Tahap awal demineralisasi pada praktikum ini mula-mula adalah limbah udang dicuci dengan air mengalir, dikeringkan dan dilanjutkan dengan pencucian menggunakan air panas. Pencucian dilakukan untuk memisahkan bahan pengotor yang terdapat dalam limbah padat. Selain itu, pencucian dilakukan agar memudahkan proses demineralisasi mengingat mineral sensitif terhadap perubahan suhu (Roger, 1986). Setelah itu, bahan kering dihancurkan menjadi serbuk agar memudahkan pada saat direaksikan dengan asam. Pada praktikum kali ini, asam yang digunakan adalah HCl dengan normalitas yang berbeda-beda yaitu 0,75 N; 1 N dan 1,25N. Setelah itu dilanjutkan pengadukan dan pemanasan selama 1 jam untuk mengetahui pengaruh kadar asam yang diberikan terhadap kualitas chitin yang dihasilkan. Proses pemanasan juga dilakukan untuk memaksimalkan proses perusakan mineral, dimana telah dikatakan sebelumnya bahwa mineral sensitive terhadap panas (Puspawati & Simpen, 2010). Pengadukan dilakukan untuk menghindari peluapan dari gelembung udara yang timbul selama proses pemanasan (Puspawati & Simpen, 2010).

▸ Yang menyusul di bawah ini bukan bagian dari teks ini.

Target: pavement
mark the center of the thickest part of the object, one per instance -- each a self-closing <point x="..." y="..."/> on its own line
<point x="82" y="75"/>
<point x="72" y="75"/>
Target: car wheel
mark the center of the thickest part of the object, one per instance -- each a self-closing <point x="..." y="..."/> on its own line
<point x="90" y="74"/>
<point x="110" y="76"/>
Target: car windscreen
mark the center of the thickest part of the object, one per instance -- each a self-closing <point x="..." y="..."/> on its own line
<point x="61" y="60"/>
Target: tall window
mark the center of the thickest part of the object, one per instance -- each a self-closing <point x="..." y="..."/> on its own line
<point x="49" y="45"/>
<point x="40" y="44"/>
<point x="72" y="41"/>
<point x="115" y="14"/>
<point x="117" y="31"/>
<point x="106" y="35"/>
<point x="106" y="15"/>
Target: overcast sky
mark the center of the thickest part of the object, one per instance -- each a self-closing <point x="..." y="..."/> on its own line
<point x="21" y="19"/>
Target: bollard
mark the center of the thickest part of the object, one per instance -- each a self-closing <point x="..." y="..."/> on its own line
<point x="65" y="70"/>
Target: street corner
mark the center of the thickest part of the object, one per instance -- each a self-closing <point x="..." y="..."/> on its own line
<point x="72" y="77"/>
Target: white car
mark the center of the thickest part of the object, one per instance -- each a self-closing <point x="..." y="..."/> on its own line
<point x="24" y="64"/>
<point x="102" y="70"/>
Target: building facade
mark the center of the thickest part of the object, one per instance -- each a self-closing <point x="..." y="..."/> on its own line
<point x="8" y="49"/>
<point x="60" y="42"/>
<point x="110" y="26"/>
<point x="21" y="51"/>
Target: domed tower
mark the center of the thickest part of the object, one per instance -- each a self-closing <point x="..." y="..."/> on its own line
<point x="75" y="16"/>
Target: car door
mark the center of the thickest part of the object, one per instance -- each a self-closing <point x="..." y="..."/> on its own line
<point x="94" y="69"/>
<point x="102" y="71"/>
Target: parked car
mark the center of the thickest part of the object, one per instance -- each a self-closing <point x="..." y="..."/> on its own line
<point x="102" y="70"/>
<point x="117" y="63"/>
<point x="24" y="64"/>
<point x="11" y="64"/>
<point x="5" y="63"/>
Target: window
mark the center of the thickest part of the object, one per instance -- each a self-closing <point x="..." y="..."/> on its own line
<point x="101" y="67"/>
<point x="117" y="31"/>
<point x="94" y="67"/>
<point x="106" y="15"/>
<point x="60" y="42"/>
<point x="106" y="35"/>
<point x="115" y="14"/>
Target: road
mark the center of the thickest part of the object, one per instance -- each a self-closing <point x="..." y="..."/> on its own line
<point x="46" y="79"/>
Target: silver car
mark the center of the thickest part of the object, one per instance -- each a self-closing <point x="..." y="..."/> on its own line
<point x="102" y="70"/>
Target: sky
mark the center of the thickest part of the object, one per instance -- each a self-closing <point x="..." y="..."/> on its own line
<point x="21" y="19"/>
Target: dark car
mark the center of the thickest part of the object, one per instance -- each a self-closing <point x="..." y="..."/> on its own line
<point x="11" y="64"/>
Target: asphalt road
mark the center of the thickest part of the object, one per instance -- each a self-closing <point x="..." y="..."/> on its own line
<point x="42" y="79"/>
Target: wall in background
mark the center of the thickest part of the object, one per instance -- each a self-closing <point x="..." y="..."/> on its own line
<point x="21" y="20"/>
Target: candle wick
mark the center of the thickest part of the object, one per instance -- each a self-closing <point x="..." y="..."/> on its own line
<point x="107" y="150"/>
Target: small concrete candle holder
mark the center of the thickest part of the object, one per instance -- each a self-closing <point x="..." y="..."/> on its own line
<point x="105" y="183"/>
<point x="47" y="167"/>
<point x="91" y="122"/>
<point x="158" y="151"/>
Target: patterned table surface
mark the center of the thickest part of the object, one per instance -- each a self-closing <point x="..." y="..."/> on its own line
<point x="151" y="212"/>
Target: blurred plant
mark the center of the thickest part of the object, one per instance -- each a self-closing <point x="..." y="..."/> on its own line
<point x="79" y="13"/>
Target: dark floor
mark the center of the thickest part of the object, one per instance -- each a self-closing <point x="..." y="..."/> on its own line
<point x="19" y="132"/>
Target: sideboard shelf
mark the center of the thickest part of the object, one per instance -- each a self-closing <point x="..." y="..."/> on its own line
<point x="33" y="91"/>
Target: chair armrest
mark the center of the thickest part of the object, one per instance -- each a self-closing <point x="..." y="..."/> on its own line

Pada proses demineralisasi, konsentrasi asam klorida yang digunakan dan lama proses pemanasan yang dilakukan dapat memberikan pengaruh yang cukup signifikan terhadap penurunan kadar mineral dalam chitin dan kualitas kitin yang dihasilkan, dimana semakin tinggi normalitas asam klorida dan semakin lama pemanasan maka semakin banyak kadar mineral yang dihilangkan (Martin, 2006). Namun proses pemnasan yang terlalu lama dapat mengakibatkan kerusakan pada kandungan vitamin, sifat viskositas dan sifat fungsionalitas lain yang sensitif terhadap asam dan panas (Martin, 2006; Mahmoud et al, 2007). Tahap akhir dalam proses demineralisasi adalah dengan menetralkan pH chitin cara penyaringan menggunakan air mengalir. Setelah pH netral kemudian dilakukan proses pengeringan sehingga didapatkan chitin yang berbentuk serbuk kering.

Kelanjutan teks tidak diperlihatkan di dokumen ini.